A scientific team supported by the National Institutes of Health has created a tiny, bioengineered 3-D model that mimics the biology of chronic inflammatory demyelinating polyneuropathy and multifocal motor neuropathy, a pair of rare, devastating neuromuscular diseases. The researchers used the organ-on-a-chip, or "tissue chip," model to show how a drug could potentially treat the diseases. They provided key preclinical data for a drug company to submit to the U.S. Food and Drug Administration to get authorization for testing in a clinical trial.
This work provides one of the first examples of scientists using primarily tissue chip data for an FDA Investigational New Drug application to test the efficacy of a candidate drug in people with rare diseases. The drug company Sanofi started recruiting participants into a Phase 2 clinical trial in April 2021. The drug was tested for safety previously and approved by the FDA for a different indication.
The tissue chip research was led by Hesperos, Inc., an Orlando-based company partially funded by a Small Business Innovation Research grant from NIH's National Center for Advancing Translational Sciences (NCATS). This study could open the door to studying and developing new therapies for other rare diseases by establishing a new avenue for repurposing existing drugs for rare diseases. Most of the known 7,000 rare diseases do not have effective treatments. Researchers often lack animal models for studying rare disease biology and testing potential drugs.
"This marks an important milestone in the evolution of the use of tissue chips," said Lucie Low, Ph.D., scientific program manager for the NCATS Tissue Chip for Drug Screening initiative. "We know that pharmaceutical companies are using tissue chips internally. Submitting data to regulatory agencies generated from tissue chip platforms is a powerful indicator of their growing promise."
James Hickman, Ph.D., chief scientist at Hesperos, and his colleagues described the development of the model and their research results in Advanced Therapeutics. In these diseases, the immune system makes proteins called antibodies that damage nerve cells and slow down messages moving from the brain to the muscles. This can make it hard for people to move their arms, hands and legs. Current treatments can help, but often are inconsistent.
The researchers developed a tissue chip model consisting of two cell types: motoneurons and Schwann cells. Motoneurons transmit messages from the brain to muscles. Schwann cells help the signals move more quickly. The model could mimic functional characteristics of the diseases, allowing the scientists to see how a drug was working by determining whether the brain's messages to muscles were slowing down or not.
The researchers showed that exposing the cells to blood serum from people with these rare diseases caused a shower of immune system antibodies against the cells. This made the motoneuron signals move more slowly. After treatment with TNT005, a drug that blocks the immune system reaction, the cells and the message speed returned to normal.
"We're confident that our system can reproduce what happens to a patient, including the disease symptoms and disease progression," said Hickman. "It's important to create functionally relevant patient models that will mimic what is seen in clinical trials."

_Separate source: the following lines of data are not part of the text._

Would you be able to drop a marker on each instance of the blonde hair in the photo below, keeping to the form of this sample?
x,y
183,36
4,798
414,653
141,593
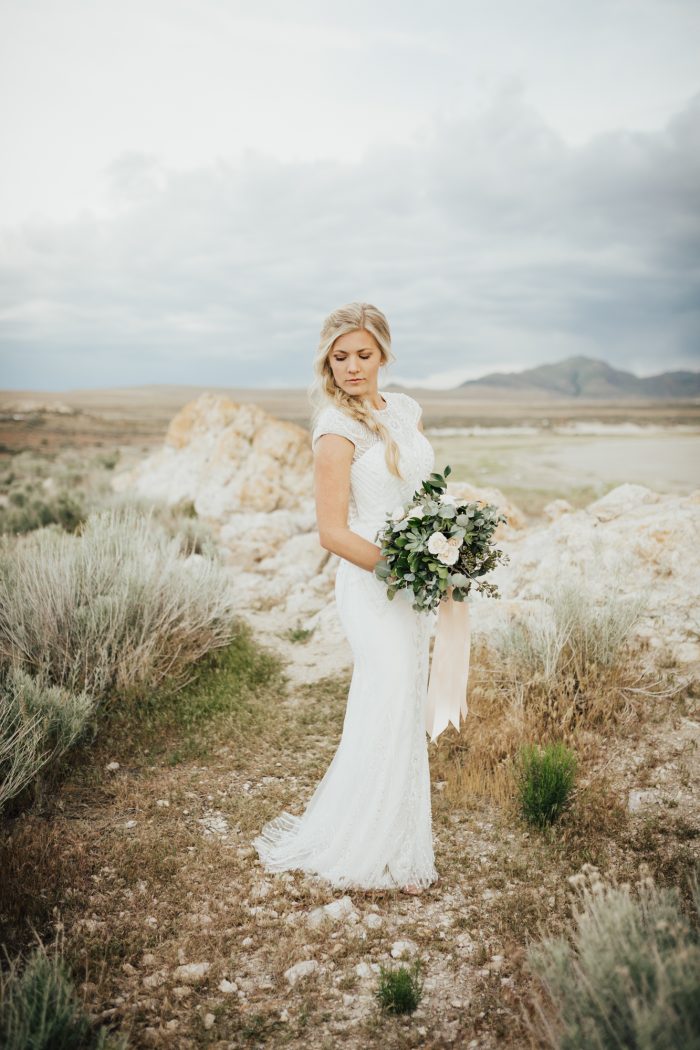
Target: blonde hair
x,y
323,390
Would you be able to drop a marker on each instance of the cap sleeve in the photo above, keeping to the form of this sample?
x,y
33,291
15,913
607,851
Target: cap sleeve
x,y
332,420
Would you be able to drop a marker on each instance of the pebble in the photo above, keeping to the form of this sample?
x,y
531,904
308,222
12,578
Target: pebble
x,y
192,972
301,969
403,947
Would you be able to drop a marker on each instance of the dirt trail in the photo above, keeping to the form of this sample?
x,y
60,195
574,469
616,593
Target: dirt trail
x,y
186,942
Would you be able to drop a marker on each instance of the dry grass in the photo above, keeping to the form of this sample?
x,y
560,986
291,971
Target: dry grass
x,y
138,901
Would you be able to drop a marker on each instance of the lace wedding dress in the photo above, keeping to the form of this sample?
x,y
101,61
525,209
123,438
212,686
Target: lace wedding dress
x,y
368,822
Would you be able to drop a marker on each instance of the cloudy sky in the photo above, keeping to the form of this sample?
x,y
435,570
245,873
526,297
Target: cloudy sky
x,y
188,188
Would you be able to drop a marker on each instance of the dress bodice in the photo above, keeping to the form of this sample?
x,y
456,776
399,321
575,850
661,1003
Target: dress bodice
x,y
375,491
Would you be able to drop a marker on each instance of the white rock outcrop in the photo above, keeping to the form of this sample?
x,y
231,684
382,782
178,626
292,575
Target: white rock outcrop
x,y
250,476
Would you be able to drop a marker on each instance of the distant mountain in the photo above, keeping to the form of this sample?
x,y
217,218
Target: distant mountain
x,y
586,377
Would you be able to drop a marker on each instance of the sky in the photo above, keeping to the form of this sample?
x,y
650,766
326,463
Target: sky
x,y
188,188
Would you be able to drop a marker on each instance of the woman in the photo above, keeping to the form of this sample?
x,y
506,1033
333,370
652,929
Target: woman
x,y
368,823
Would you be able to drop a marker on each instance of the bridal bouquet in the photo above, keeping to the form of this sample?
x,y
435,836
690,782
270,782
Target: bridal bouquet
x,y
436,542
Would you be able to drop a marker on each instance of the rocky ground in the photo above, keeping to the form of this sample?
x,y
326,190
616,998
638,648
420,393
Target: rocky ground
x,y
142,856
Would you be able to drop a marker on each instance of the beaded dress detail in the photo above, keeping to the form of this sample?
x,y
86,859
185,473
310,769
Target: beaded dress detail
x,y
368,822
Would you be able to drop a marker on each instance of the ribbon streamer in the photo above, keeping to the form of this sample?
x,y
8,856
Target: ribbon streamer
x,y
449,670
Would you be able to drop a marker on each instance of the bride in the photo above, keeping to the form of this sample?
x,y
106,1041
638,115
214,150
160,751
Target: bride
x,y
368,822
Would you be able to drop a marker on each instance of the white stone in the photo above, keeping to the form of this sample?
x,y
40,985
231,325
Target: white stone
x,y
300,970
192,972
401,948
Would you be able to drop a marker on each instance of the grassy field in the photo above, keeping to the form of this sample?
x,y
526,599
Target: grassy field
x,y
136,851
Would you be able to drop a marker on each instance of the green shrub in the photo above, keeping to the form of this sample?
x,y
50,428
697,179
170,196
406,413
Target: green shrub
x,y
39,1009
545,781
38,723
627,975
400,990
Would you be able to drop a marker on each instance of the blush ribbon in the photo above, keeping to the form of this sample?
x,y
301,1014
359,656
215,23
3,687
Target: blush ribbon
x,y
449,669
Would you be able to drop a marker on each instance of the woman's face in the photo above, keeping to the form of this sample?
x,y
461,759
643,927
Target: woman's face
x,y
355,360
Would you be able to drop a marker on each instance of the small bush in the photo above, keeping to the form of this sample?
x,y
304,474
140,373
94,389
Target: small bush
x,y
115,608
571,662
545,781
628,974
400,990
39,1009
38,723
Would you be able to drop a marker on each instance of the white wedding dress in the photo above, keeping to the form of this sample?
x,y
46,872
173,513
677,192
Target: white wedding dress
x,y
368,822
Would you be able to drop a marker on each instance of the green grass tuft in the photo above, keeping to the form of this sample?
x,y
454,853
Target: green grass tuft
x,y
545,781
400,990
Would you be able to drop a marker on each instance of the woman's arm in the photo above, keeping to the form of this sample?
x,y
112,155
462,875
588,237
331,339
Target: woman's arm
x,y
332,465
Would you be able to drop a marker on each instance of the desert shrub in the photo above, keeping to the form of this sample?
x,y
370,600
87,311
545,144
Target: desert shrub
x,y
628,974
40,1010
570,668
571,658
114,608
38,723
545,781
400,990
25,510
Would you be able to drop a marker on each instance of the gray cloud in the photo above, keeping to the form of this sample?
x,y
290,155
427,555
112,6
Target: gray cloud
x,y
488,242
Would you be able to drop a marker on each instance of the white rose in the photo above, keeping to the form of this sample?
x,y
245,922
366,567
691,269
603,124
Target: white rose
x,y
448,554
437,543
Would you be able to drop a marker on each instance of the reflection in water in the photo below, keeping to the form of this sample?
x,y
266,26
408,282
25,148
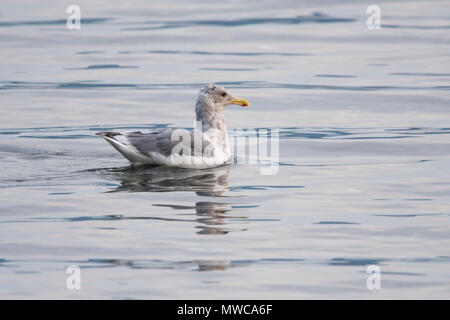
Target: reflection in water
x,y
212,216
209,182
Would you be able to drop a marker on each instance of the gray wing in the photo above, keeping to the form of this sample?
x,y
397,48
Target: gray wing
x,y
162,141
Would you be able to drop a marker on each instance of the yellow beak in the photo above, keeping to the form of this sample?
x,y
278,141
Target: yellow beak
x,y
240,101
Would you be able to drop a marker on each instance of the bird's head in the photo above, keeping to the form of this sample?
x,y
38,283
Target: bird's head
x,y
213,94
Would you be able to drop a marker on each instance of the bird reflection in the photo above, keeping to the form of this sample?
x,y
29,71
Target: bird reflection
x,y
212,216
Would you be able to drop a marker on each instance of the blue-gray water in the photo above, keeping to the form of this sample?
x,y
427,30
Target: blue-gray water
x,y
364,150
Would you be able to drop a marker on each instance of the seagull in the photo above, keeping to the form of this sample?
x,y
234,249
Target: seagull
x,y
204,147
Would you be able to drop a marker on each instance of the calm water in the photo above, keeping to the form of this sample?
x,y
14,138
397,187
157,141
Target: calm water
x,y
364,150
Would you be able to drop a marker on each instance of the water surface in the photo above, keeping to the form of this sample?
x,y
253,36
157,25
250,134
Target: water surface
x,y
364,150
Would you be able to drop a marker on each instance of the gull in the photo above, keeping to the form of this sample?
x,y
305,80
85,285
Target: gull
x,y
204,147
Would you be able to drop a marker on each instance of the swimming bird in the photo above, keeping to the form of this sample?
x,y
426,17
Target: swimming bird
x,y
206,146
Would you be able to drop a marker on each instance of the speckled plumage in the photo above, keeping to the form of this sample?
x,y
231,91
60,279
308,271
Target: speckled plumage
x,y
205,147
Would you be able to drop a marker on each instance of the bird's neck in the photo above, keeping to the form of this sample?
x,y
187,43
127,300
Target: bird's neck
x,y
213,126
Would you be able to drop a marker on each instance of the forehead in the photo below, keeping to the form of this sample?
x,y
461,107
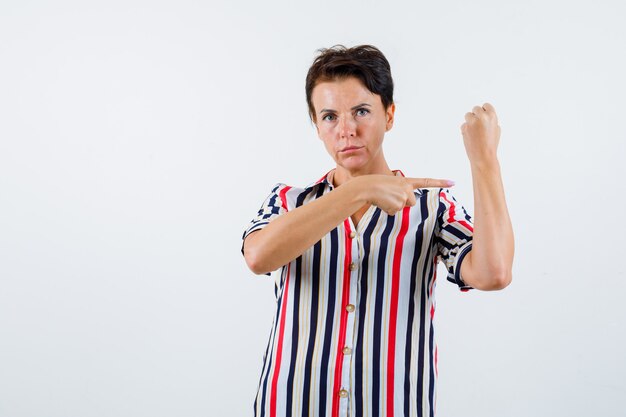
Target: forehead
x,y
343,92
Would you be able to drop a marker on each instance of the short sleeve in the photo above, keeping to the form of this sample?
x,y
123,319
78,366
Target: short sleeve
x,y
453,236
274,205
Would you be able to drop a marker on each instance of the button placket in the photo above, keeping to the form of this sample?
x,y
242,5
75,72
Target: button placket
x,y
350,308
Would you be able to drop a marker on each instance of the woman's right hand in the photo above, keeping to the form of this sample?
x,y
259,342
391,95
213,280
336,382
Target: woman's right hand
x,y
392,193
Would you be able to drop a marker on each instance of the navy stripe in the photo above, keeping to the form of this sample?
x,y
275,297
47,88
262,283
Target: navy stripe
x,y
328,326
378,313
358,349
419,240
315,283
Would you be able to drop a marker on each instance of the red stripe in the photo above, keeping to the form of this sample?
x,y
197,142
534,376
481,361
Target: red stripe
x,y
345,294
283,197
279,348
452,213
393,313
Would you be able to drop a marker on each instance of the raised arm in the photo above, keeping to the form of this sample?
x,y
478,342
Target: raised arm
x,y
290,234
488,266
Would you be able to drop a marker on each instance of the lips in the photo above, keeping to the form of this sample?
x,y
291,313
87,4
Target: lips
x,y
350,148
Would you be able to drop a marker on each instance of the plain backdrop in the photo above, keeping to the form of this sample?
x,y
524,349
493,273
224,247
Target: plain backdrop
x,y
139,138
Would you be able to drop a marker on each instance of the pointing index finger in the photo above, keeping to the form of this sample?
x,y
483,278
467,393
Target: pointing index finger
x,y
429,182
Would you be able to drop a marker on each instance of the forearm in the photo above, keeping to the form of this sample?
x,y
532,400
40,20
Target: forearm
x,y
490,261
289,235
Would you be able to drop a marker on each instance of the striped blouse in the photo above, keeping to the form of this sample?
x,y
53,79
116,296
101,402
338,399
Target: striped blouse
x,y
353,331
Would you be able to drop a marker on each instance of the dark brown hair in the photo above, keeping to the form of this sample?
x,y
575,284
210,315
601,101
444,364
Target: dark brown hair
x,y
364,62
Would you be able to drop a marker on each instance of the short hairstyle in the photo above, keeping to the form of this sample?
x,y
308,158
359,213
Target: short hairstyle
x,y
364,62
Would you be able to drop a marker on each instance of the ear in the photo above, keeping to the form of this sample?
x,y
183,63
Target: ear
x,y
389,114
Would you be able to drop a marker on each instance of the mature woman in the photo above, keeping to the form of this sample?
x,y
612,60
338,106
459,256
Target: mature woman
x,y
358,252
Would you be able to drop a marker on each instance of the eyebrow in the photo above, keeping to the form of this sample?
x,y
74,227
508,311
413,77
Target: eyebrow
x,y
353,108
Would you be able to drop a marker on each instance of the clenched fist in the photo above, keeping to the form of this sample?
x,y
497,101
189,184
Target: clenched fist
x,y
481,133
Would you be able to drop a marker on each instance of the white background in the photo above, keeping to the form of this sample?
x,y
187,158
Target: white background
x,y
138,139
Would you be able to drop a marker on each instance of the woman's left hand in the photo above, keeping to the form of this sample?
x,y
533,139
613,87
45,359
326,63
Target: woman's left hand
x,y
481,134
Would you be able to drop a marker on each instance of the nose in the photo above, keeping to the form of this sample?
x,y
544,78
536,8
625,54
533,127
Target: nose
x,y
347,127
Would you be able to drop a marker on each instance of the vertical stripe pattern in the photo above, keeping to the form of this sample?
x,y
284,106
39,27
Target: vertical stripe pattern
x,y
353,332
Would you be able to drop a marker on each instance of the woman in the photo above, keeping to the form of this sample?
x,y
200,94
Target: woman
x,y
358,251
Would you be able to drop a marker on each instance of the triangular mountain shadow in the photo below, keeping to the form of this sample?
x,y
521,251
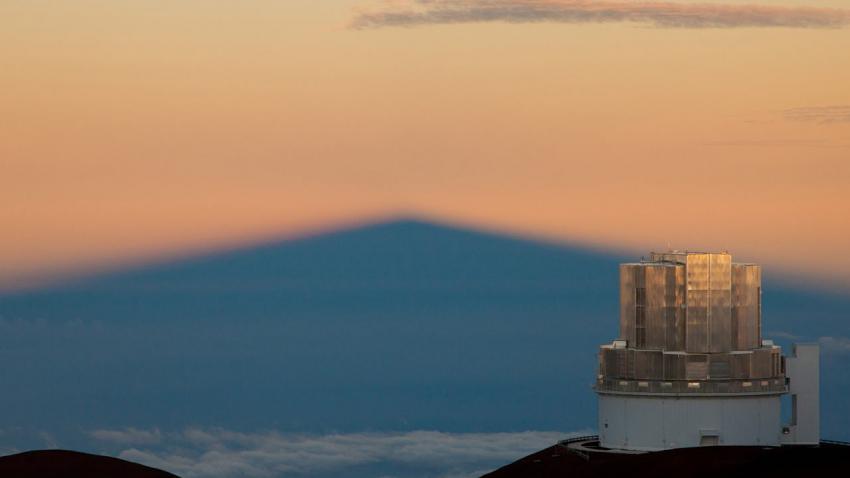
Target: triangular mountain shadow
x,y
396,325
385,267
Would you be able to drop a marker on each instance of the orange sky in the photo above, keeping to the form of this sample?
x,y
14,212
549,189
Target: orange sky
x,y
143,128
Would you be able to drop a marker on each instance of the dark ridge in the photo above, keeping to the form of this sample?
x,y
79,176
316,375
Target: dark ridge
x,y
72,464
705,462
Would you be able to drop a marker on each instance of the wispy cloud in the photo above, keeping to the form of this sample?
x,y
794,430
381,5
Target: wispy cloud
x,y
214,453
128,436
819,114
835,345
665,14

Approximately 90% of promising therapies fail in clinical trials because animal models used in preclinical testing are not good at predicting how people will respond. To improve that success rate and help get more treatments to people who have few options, scientists are exploring the uses of tissue chips. Designed to support living human tissues and cells, tissue chips mimic the structure and function of human organs and systems, such as the lungs, heart and liver. Researchers are studying their uses in many areas, including for testing the safety and effectiveness of candidate drugs and modeling diseases.
The potential clinical uses of tissue chip data are growing. Recently, an NIH-supported research team at Harvard University's Wyss Institute reported using a tissue chip model to generate data on the effectiveness of a repurposed drug for treating lung damage from COVID-19 infection. In the NCATS-funded Clinical Trials on a Chip program, several projects examine how tissue chip data can help researchers design more useful clinical trials. This might include using such data to predict which patients in a trial are most likely to respond to a therapy.
"Creating a platform that can predict human responses to a drug in a rare disease could lead to exciting new opportunities in research," said Low. "If tissue chip data can be generated that inform the decisions made before early human trials, this could reduce the risks to vulnerable populations."
Funding for this research was provided by True North Therapeutics (now Sanofi), NCATS (SBIR 2R44TR001326-03) and internal Hesperos development funds.